Where AI doesn’t — and never will

AI does not generate patient photos. No AI-generated patient faces, no AI-generated bodies, no AI-generated before-and-after imagery, ever. The Medvi case (FDA Warning Letter #721455, February 2026) — built on 800-plus AI-generated fake doctor profiles and deepfaked patient images — is the cautionary tale this site is built in deliberate contrast to. AfterLoss Atlas does not publish patient before-and-after photos at all; visual material is limited to anatomy diagrams and procedure illustrations.

AI does not write atomic answers we publish without human editing. AI does not generate cost figures from scratch — those are derived from documented ASPS statistics. AI does not decide candidacy criteria; those are drawn from peer-reviewed surgical literature and ASA perioperative guidance and confirmed by a human editor against the source. AI does not substitute for an editor’s read on whether a recommendation drifts into unauthorized practice of medicine.

How the editorial flow works

1. Researcher gathers primary sources (ASPS Plastic Surgery Statistics Report, peer-reviewed surgical journals, FDA-approved drug labels, ABPS public registry, CMS coverage criteria, ASA perioperative guidance).
2. AI helps draft and structure the explainer copy + JSON-LD schema.
3. Human editor revises for voice, accuracy, AEO hygiene, tone, checks every claim against its source, and removes any AI hallucinations or unsourced claims.
4. Publish with inline citations and a dated “last reviewed” stamp; any figure not yet individually verified is flagged on the page.

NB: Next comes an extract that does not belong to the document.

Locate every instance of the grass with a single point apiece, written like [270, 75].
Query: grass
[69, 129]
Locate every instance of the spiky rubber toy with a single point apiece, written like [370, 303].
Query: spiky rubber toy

One specific AI risk we screen for

Pre-2026 LLM training data is heavy with content from compounding-pharmacy marketing pages and telehealth-brand SEO — the same content the FDA action against Medvi sought to deplatform. AI drafts can echo this pattern (over-promising candidacy, downplaying risks, conflating the “board-certified in cosmetic surgery” credential with ABPS certification). The human editor catches and rewrites this at the editor pass, checking each claim against its primary source. If you spot residual drift, email [email protected].

Why we disclose this

Body-contouring decisions are high-stakes — a botched surgical decision, an under-prepared patient, a wrong-credential surgeon choice can cause real, lasting harm. We’d rather be clear about AI involvement than pretend every word was typed by hand. The test is whether the final output is clinically accurate, sourced, and genuinely useful — not whether AI was involved in producing it. The non-negotiable layer is human-editor review against primary sources, inline citations on every claim, and never AI-generated patient imagery.